Actually that is called a index only scan, and happens when you have a data type that is inside your index. Which means if you need a aggregate you could try to index everything you need. Mostly a aggregate only contains some values of a row so a index is mostly not a problem.
I didn't say an index couldn't be used at all. Just not to actually make the query fast. This will get all duplicates for a value from the index, before going to the next value. If you have a couple thousand or more of each to be counted value that'll make the query rather slow.
An index only scan isn't the same as a loose index scan. They're orthogonal tricks.
You would need to add support for skip scans to the query planner, and adding feature to the query planner is rarely simple.
We are migrating our analytics db from Mongo to PG but we hit a wall because SELECT COUNT(DISTINCT x)) performs abysmally in Postgres.

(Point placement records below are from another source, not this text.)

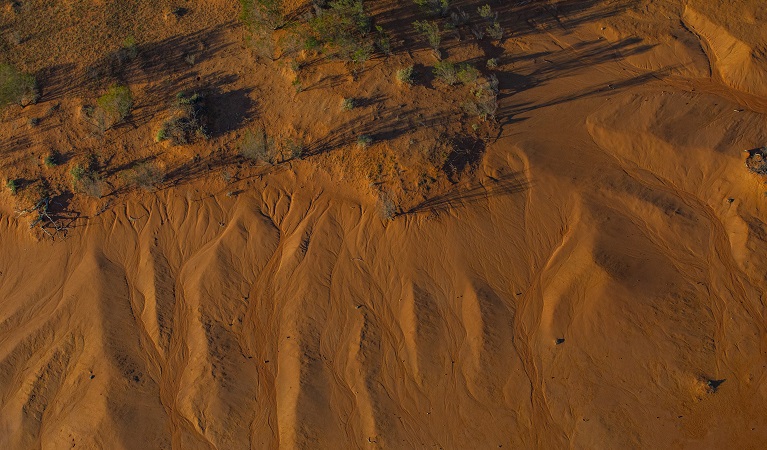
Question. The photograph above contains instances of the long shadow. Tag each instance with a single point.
(518, 19)
(462, 195)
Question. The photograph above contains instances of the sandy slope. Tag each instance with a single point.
(598, 284)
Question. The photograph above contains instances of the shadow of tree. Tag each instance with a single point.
(464, 194)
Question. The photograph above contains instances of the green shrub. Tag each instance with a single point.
(16, 87)
(430, 30)
(12, 186)
(347, 104)
(295, 148)
(188, 120)
(405, 75)
(445, 71)
(486, 12)
(382, 41)
(467, 74)
(459, 18)
(343, 28)
(52, 159)
(495, 31)
(78, 173)
(364, 141)
(115, 105)
(436, 7)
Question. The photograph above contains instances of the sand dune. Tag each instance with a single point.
(598, 282)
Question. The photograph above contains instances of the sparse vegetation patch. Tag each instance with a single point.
(17, 87)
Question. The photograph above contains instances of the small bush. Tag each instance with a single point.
(257, 148)
(382, 41)
(78, 173)
(52, 159)
(16, 87)
(386, 207)
(467, 74)
(436, 7)
(445, 71)
(188, 120)
(115, 105)
(486, 12)
(405, 75)
(495, 31)
(364, 141)
(295, 148)
(430, 30)
(347, 104)
(343, 27)
(12, 186)
(459, 18)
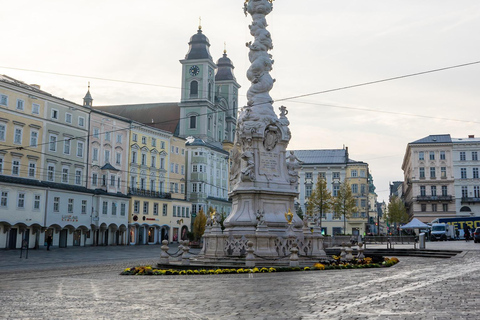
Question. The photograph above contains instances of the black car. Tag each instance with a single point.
(476, 235)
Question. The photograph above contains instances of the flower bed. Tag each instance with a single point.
(325, 265)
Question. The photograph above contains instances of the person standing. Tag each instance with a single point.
(466, 232)
(49, 242)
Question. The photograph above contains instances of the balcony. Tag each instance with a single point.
(148, 193)
(470, 200)
(434, 198)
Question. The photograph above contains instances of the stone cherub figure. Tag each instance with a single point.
(293, 164)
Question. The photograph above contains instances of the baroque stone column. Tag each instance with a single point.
(263, 176)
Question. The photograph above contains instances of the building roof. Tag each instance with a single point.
(199, 45)
(163, 116)
(435, 138)
(333, 156)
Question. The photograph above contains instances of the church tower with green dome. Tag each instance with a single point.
(209, 98)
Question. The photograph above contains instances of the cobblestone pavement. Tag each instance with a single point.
(84, 283)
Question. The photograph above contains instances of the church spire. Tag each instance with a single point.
(87, 100)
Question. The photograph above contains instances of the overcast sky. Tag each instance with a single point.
(318, 45)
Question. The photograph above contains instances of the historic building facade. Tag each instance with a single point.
(335, 167)
(428, 187)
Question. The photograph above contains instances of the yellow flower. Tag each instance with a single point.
(319, 266)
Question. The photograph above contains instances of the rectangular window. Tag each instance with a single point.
(145, 207)
(308, 190)
(4, 199)
(443, 172)
(15, 167)
(36, 202)
(336, 188)
(17, 138)
(95, 154)
(3, 100)
(3, 129)
(51, 173)
(423, 191)
(80, 149)
(53, 143)
(20, 104)
(354, 188)
(136, 206)
(64, 175)
(70, 206)
(21, 200)
(193, 122)
(134, 157)
(78, 177)
(464, 191)
(444, 190)
(105, 207)
(84, 206)
(476, 191)
(118, 158)
(32, 169)
(56, 204)
(33, 138)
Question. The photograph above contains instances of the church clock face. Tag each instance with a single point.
(194, 70)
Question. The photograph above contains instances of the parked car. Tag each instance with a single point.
(476, 235)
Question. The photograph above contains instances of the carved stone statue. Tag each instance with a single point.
(260, 218)
(248, 173)
(293, 163)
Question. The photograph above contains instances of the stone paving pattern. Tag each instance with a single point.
(84, 283)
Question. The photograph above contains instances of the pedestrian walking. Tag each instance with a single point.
(49, 242)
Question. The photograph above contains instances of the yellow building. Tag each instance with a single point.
(158, 210)
(357, 178)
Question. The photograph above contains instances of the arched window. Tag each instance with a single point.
(193, 88)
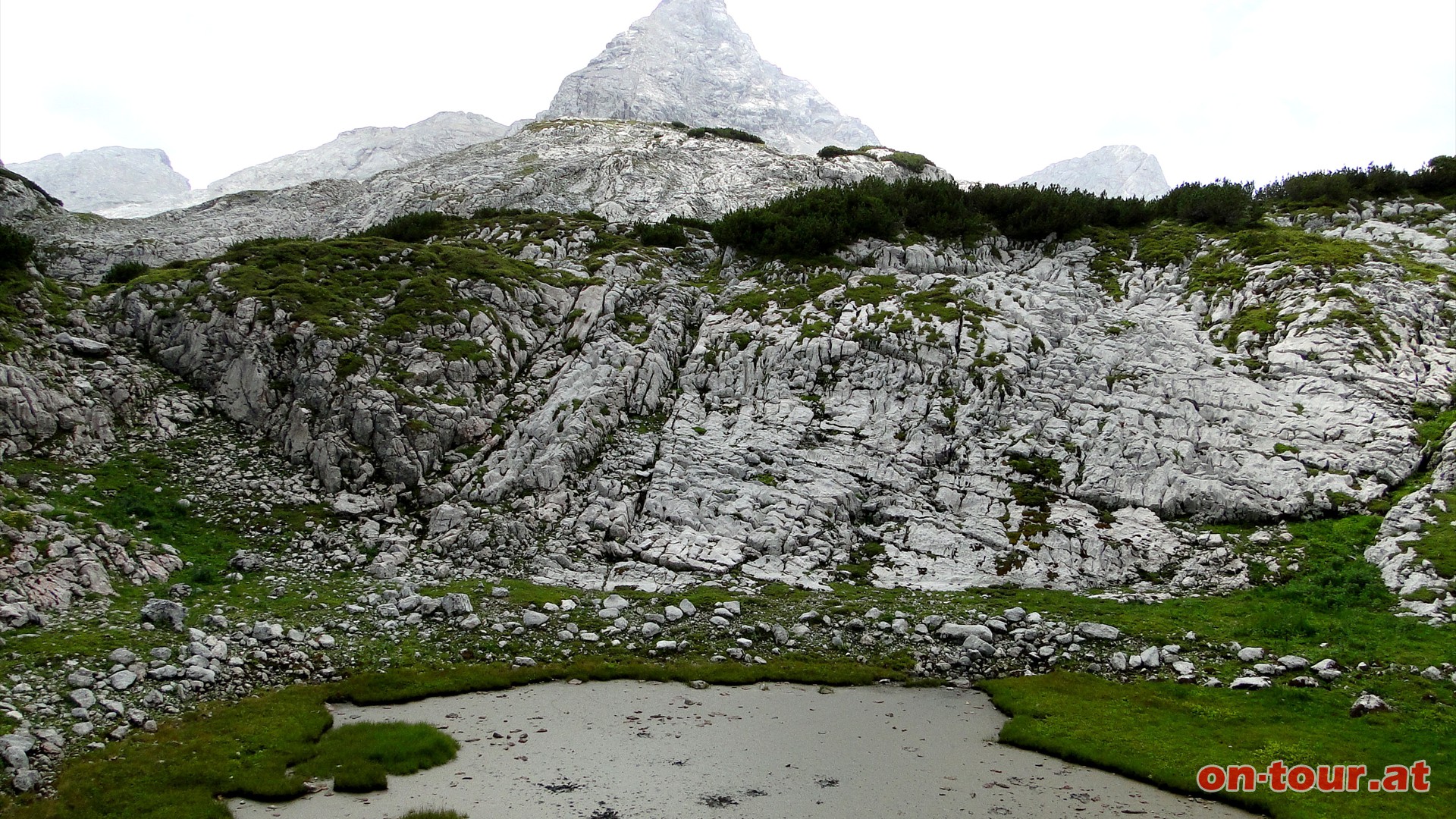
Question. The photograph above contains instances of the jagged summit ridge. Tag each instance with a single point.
(691, 61)
(107, 177)
(1117, 171)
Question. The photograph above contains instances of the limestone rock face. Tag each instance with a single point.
(691, 61)
(364, 152)
(354, 155)
(623, 171)
(93, 181)
(1117, 171)
(674, 414)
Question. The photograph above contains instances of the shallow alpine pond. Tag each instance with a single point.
(667, 751)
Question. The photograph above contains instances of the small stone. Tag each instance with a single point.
(123, 656)
(1098, 632)
(161, 613)
(1366, 704)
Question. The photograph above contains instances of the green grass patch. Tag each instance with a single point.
(1263, 321)
(1291, 245)
(1438, 541)
(357, 757)
(1166, 243)
(1163, 733)
(1432, 423)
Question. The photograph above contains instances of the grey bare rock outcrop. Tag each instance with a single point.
(691, 61)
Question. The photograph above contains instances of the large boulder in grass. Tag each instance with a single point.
(165, 614)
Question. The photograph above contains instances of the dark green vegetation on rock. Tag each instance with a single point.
(726, 133)
(1335, 188)
(823, 221)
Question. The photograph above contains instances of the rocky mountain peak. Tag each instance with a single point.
(691, 61)
(1117, 171)
(107, 177)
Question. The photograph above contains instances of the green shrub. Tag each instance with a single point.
(411, 226)
(691, 222)
(819, 222)
(727, 134)
(8, 174)
(913, 162)
(1223, 203)
(663, 235)
(1338, 188)
(123, 273)
(17, 249)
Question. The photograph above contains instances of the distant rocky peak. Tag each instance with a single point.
(691, 61)
(107, 177)
(1117, 171)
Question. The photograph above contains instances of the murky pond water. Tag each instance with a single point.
(663, 751)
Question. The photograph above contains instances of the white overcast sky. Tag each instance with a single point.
(990, 91)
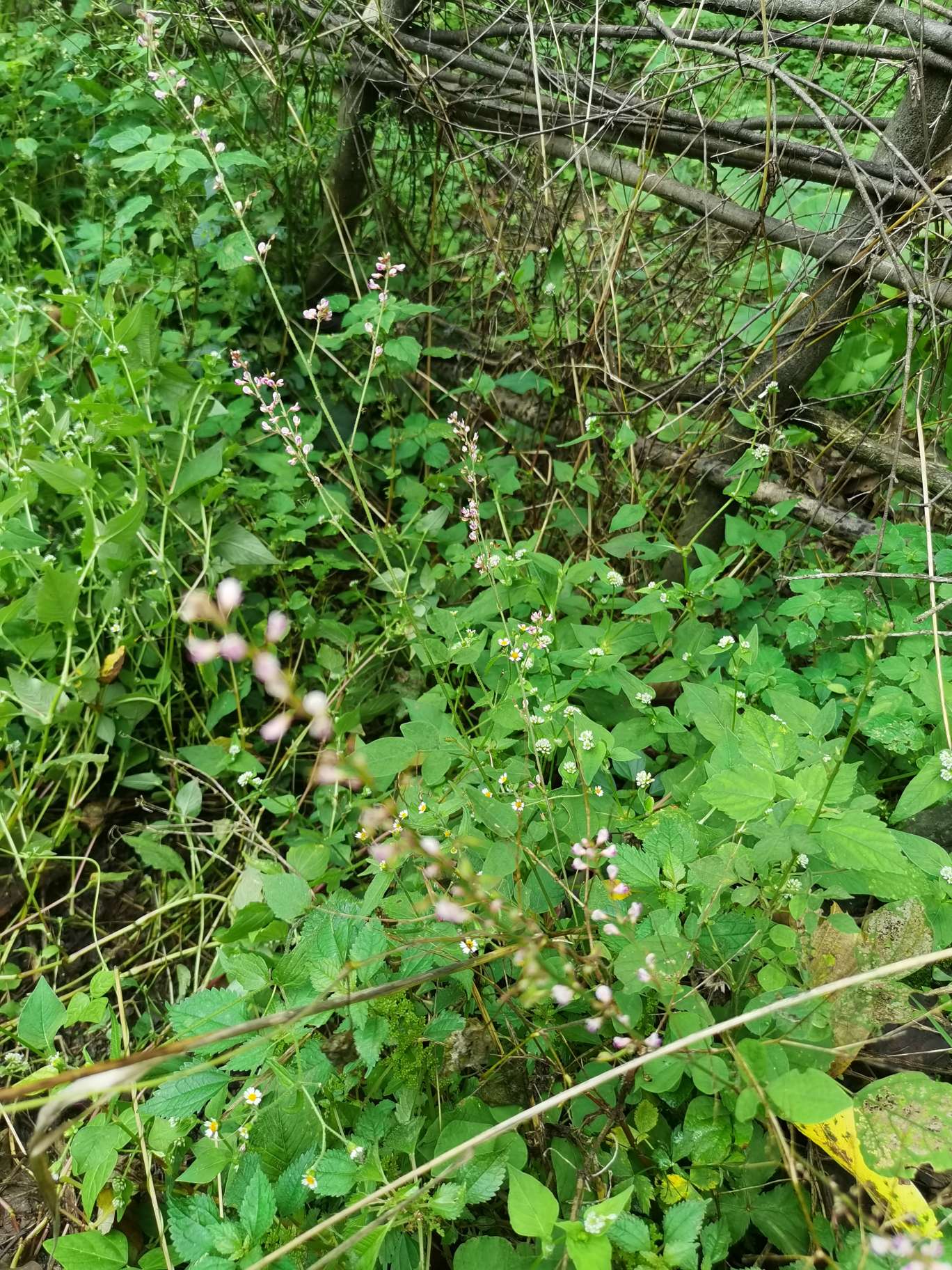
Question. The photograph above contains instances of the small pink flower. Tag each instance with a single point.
(273, 729)
(446, 911)
(277, 627)
(232, 648)
(229, 595)
(202, 650)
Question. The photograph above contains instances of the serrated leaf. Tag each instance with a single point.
(89, 1250)
(483, 1177)
(239, 547)
(682, 1230)
(258, 1205)
(532, 1207)
(807, 1097)
(905, 1122)
(193, 1225)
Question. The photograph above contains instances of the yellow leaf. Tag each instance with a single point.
(112, 664)
(907, 1207)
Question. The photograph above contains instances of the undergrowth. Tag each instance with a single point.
(462, 889)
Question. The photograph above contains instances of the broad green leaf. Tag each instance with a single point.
(57, 596)
(41, 1019)
(532, 1207)
(258, 1205)
(186, 1095)
(807, 1097)
(905, 1122)
(209, 1160)
(587, 1251)
(89, 1250)
(65, 478)
(239, 547)
(744, 794)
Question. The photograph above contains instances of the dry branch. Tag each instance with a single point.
(830, 519)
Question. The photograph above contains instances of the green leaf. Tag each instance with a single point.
(926, 789)
(905, 1122)
(186, 1095)
(57, 596)
(682, 1230)
(744, 794)
(239, 547)
(41, 1019)
(807, 1097)
(488, 1251)
(335, 1173)
(155, 854)
(532, 1207)
(200, 469)
(89, 1250)
(283, 1131)
(403, 353)
(588, 1251)
(483, 1177)
(65, 478)
(286, 895)
(129, 137)
(209, 1160)
(258, 1205)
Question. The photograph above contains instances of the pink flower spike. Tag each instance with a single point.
(277, 627)
(232, 648)
(273, 729)
(202, 650)
(315, 704)
(446, 911)
(229, 595)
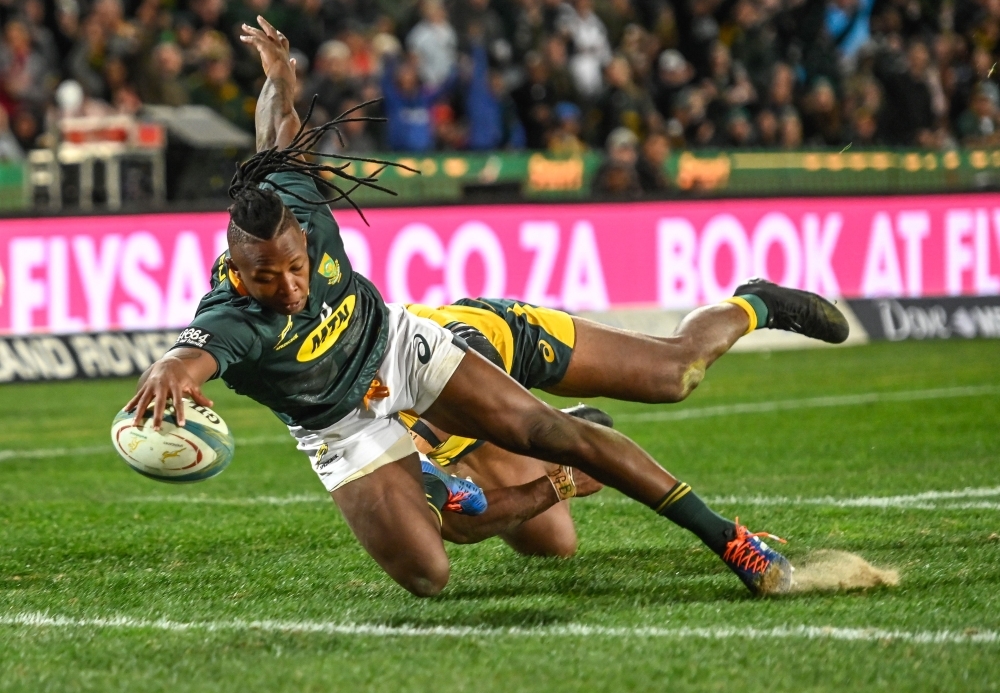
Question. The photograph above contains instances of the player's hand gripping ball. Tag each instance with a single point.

An alternative is PipelineDB, which is built on Postgres (and drop-in compatible, supposedly) and should provide an efficient implementation for those kinds of queries: https://www.pipelinedb.com/

I've never used it, though.

"We are migrating our analytics db from Mongo to PG but we hit a wall because SELECT COUNT(DISTINCT x)) performs abysmally in Postgres."

https://github.com/aggregateknowledge/postgresql-hll ?

or even

https://www.periscopedata.com/blog/hyperloglog-in-pure-sql.h... ?

Try:

    SELECT COUNT(*) FROM (SELECT DISTINCT x FROM table) AS temp;

The

    SELECT COUNT(DISTINCT x))
Is slow because it performs sort.
> It was created by people who had no experience in databases and are learning as they go[4]. As they started adding things that are essential for database they realized it's not that simple.

This sounds exactly like what MySQL development looked like to me early in its rise to popularity.